The studios are quickly taking aggressive action to bring those films to home video, but they're not all using the same strategy. Universal is hoping to rent now and sell you a home video copy later, but most other studios are just going straight for the sale.
Most everything will be available from your online video retailer of choice: iTunes, Amazon Video, Google Play, FandangoNOW, VUDU and many cable television operators are experimenting with new ways of doing business in these weird times.
The Hunt/The Invisible Man/Emma
Universal has released three movies as $19.99 rentals via most home video platforms. "The Hunt," "The Invisible Man" and "Emma" will be available for an unlimited 48-hour viewing window after your purchase.
Disney Pixar will release the digital version of its hit animated film "Onward" for sale Friday, March 20, at 8 p.m. ET, when you'll be able to buy the movie for $19.99. Disney+ subscribers can wait two weeks until April 3, when it will be available to stream as part of that paid service.

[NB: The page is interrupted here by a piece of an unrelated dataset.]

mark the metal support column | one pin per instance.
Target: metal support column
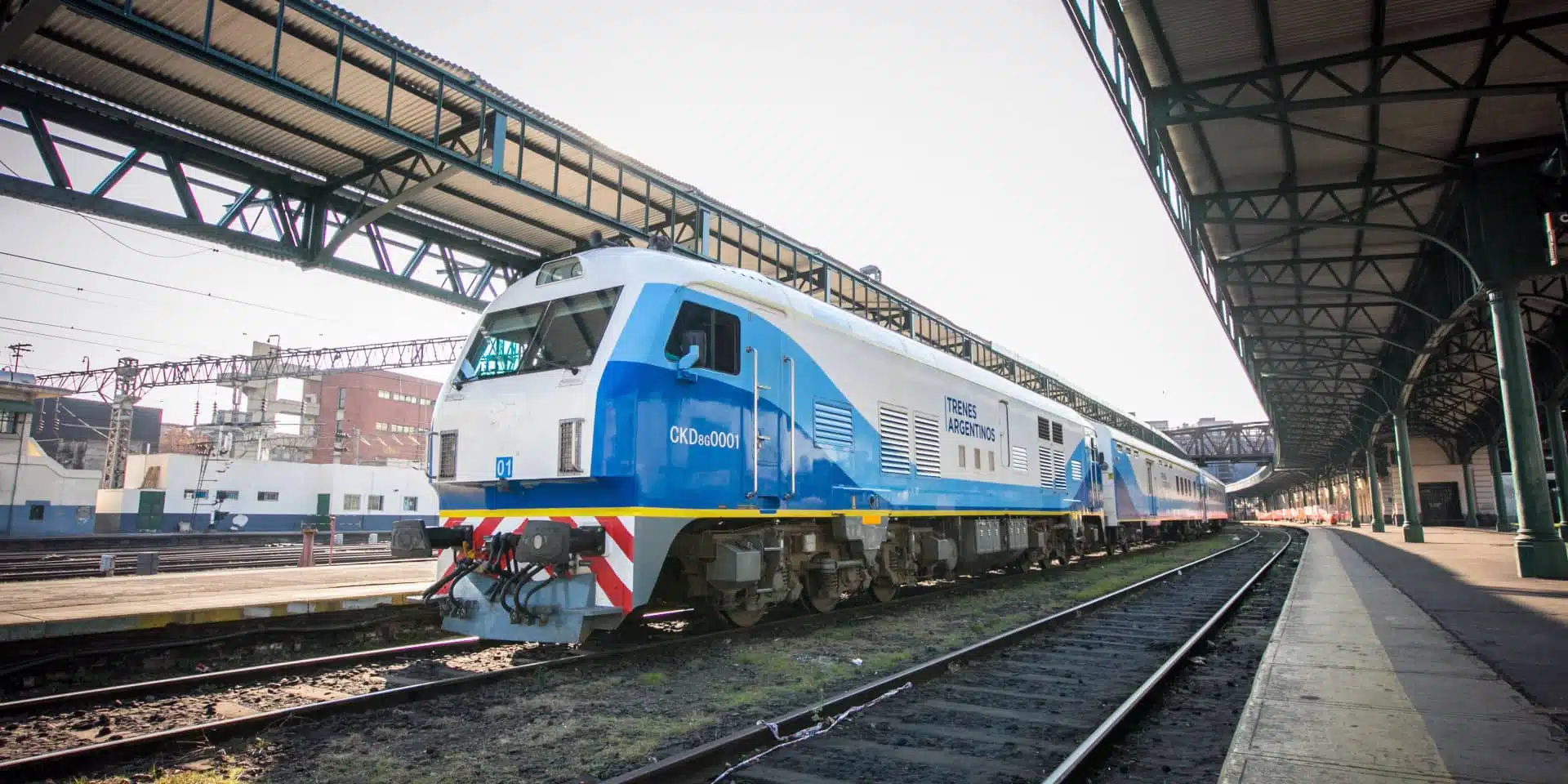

Sony will release the digital version of Vin Diesel's military thriller "Bloodshot" for sale on Tuesday, March 24, at $19.99.
I Still Believe
Lionsgate will offer digital rental of Christian music-themed drama "I Still Believe," starring Gary Sinise and Shania Twain, on Tuesday, March 24. No word yet on the price.

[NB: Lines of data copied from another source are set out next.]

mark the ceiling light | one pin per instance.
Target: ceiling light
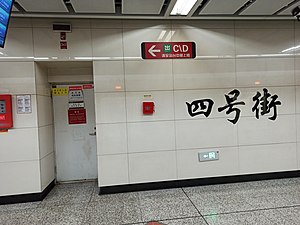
(183, 7)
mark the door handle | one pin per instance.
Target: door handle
(92, 134)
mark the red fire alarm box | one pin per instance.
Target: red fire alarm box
(6, 121)
(148, 108)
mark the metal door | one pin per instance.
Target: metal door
(75, 141)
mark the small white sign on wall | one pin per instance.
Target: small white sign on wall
(24, 104)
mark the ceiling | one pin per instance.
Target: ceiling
(155, 9)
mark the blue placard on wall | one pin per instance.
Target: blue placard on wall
(5, 10)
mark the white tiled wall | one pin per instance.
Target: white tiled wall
(133, 148)
(246, 56)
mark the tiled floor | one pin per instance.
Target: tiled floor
(273, 202)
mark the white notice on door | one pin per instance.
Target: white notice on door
(24, 104)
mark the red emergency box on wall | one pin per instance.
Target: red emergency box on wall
(148, 108)
(6, 119)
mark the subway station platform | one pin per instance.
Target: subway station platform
(271, 202)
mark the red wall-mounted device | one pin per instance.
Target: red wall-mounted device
(6, 118)
(148, 108)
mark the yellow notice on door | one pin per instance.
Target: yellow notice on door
(60, 91)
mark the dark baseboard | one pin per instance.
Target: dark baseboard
(197, 182)
(33, 197)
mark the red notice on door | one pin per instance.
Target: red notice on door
(77, 116)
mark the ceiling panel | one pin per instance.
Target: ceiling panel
(265, 7)
(142, 6)
(93, 6)
(43, 5)
(288, 11)
(215, 7)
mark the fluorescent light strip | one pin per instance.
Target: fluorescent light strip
(183, 7)
(291, 49)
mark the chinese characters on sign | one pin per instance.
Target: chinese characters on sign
(168, 50)
(263, 104)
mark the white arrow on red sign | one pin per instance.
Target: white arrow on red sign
(152, 50)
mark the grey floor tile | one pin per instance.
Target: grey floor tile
(76, 193)
(184, 221)
(284, 216)
(114, 209)
(20, 206)
(219, 202)
(14, 217)
(58, 215)
(247, 218)
(166, 204)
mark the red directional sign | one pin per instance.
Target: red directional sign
(168, 50)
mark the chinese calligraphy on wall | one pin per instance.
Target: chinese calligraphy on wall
(263, 104)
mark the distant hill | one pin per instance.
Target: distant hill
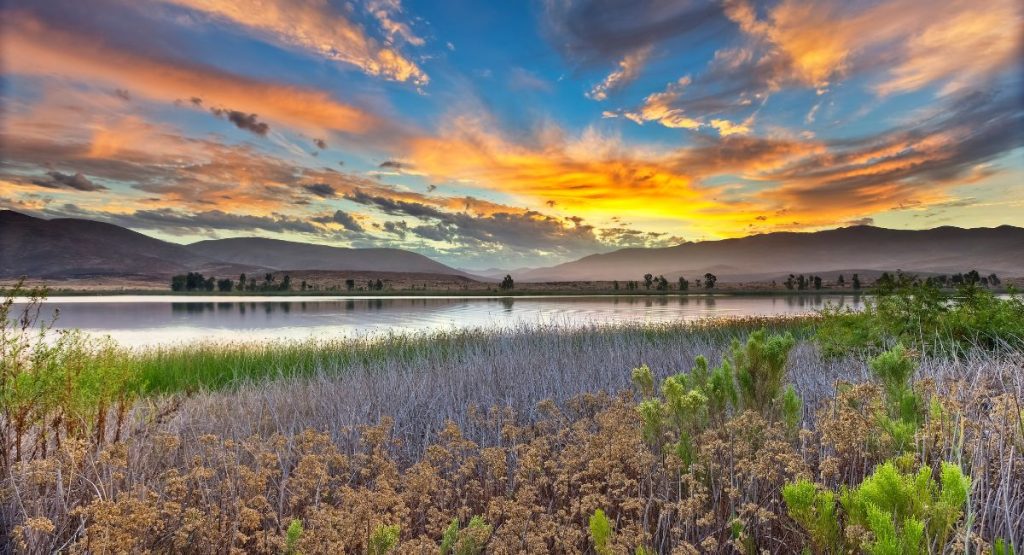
(67, 248)
(763, 257)
(274, 254)
(74, 248)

Birds of Prey and the Fantabulous Emancipation of One Harley Quinn
Warner Bros. will release the digital version of the DC comics move for sale on Tuesday, March 24, at $19.99.
The Way Back
Warner Bros. will release Ben Affleck's tale of an alcoholic's recovery and redemption for sale on Tuesday, March 24, at $19.99.
Sonic the Hedgehog
Paramount will release the kids movie based on the popular video game series for sale on Tuesday, March 31, at $19.99.
Trolls World Tour
Dreamworks/Universal was locked into a massive advertising campaign that included promotional tie-ins with consumer brands like Oreo cookies, so they've decided to release the movie as planned on April 10 as an on-demand rental. If the theaters have reopened by then, it'll simultaneously play in both places. This will be the first time a major studio movie makes its debut as a home video release.
Even if the crisis passes, studios have delayed their biggest films. The James Bond movie "No Time to Die," Disney's "Black Widow" and "Mulan," Paramount's "A Quiet Place Part II" and Universal's "F9" have all seen their spring/early summer release dates canceled. "No Time to Die" has been rescheduled for November 2020 and "F9" moved to April 2021, with release dates for the other movies to be determined.
As of today, Warner Bros. still plans to release "Wonder Woman 1984" in theaters on June 5, but that could change if the situation doesn't improve quickly.
The impact for the movie business will last well into 2021 and possibly even 2022. Dozens of movies have shut down production and will likely miss deadlines for their release dates. Even films that have completed shooting are currently being delayed in post-production. The crisis for theater owners will continue if they don't have big movies to show once they do reopen.